Non loin de là, sur la place Manara, il est facile d’acheter des poêles fabriquées en Italie à 120 dollars. Ramallah offre cette diversité propre aux grandes villes du monde arabe. De nombreuses jeunes femmes se promènent en niqab ou en jean, tête couverte. Mais on en aperçoit beaucoup d’autres en tee-shirts prêts du corps et en mini-jupes ou en tenue de sport lycra devant la salle de sport Curves, à côté du nouveau Caesar Hotel.

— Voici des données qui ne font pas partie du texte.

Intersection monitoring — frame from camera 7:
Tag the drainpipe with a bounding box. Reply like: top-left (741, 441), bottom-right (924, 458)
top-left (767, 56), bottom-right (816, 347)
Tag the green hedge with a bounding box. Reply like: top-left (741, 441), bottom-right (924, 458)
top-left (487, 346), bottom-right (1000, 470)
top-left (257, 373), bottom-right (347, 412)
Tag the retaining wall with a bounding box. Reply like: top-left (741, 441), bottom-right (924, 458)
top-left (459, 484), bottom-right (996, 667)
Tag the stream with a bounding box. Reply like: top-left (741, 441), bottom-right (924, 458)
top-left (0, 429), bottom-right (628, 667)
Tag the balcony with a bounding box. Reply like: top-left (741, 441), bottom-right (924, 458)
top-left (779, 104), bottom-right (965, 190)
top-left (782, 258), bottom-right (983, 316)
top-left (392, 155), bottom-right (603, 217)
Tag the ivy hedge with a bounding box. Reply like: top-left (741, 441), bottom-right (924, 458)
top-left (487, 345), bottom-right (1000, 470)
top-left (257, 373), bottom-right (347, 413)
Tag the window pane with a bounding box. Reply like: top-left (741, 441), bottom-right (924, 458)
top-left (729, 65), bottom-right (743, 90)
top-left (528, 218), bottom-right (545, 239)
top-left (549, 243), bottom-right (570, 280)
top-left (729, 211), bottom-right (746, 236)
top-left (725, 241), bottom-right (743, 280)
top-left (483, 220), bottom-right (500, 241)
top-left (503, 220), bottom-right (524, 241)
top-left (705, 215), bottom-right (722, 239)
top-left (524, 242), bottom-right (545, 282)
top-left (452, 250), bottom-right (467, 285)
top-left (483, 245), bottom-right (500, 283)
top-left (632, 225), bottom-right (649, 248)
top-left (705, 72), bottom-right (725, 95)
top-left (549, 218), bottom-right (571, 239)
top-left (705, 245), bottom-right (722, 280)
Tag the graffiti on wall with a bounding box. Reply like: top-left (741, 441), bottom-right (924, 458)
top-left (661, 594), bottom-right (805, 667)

En pause déjeuner au café Tche Tche, deux professeurs de gym, Manar Nakhleh et Nida Salameh, 22 et 24 ans, soutiennent l’initiative devant l’ONU mais avertissent que parmi leurs jeunes amis – ceux qui sortent boire des bières et manger des ailes de poulet frites l’envie d’en découdre n’a pas totalement disparu. Et on l’a vu mercredi en marge de la grande manifestation.

Patience et longueur de temps

« Si tout ne se passe pas aussi bien qu’escompté, j’imagine que certains de nos amis descendront dans la rue, affirme Salameh. Nous ne voulons pas que ça arrive, mais nous craignons une nouvelle intifadah. » Mua’yed Sayed, pharmacien de 26 ans, considère que la Palestine n’est pas prête à exercer toutes les responsabilités d’un État. « Le moment n’est pas encore venu. Nous avons besoin d’au moins deux ans encore pour nous organiser. Les chefs d’entreprise doivent d’abord avoir suffisamment d’argent pour payer leurs employés », explique-t-il. Sayed a trois employés à temps plein dans son officine. « J’ai peur que les colons israéliens ne se soulèvent. »

Thafer Garran, 44 ans, est un kinésithérapeute revenu à Ramallah il y a deux mois, après 16 ans à Denver, aux États-Unis. « Ce fut un gros effort d’adaptation pour les enfants, et pour moi aussi », reconnaît-il, sourire en coin. « J’adorais Denver, mais je suis d’ici. »

« Le vote à l’ONU nous donnera peut-être un peu plus de légitimité, mais ce que nous voulons c’est l’indépendance, la démocratie et la liberté. Et ce n’est pas à l’ONU qu’on obtiendra tout ça. Nous devons négocier. Nous ne voulons pas redevenir un champ de bataille comme il y a dix ans. Nous voulons les frontières de 1967 et Jérusalem-Est pour capitale. Autrefois, nous allions souvent à Jérusalem, Est comme Ouest. Aujourd’hui encore, je vois des Palestiniens et des Juifs ensemble dans le même bus à Jérusalem, donc je veux encore croire à la solution des deux États. »

La force et la rage, un risque qui demeure

« Le désespoir l’emporte sur déception dans les rangs palestiniens. Un désespoir tel que je ne pense pas qu’ils trouveront la force de choisir la violence. En plus, nous sommes divisés entre la Cisjordanie et Gaza. Je ne crois donc pas que la violence viendra du camp palestinien. Mais je crains que la situation puisse être utilisée par les autorités israéliennes, par les colons, comme excuse pour justifier des opérations violentes en Cisjordanie ».

Avec la communauté internationale remobilisée sur le sujet par les tractations en cours aux Nations unies, il n’est pas certain que les faucons, dans les deux camps, puissent avoir les mains libres et faire prévaloir le scénario du pire. Mais, malgré les espoirs, elle semble encore bien loin, la fin de l’Histoire, entre Israéliens et Palestiniens.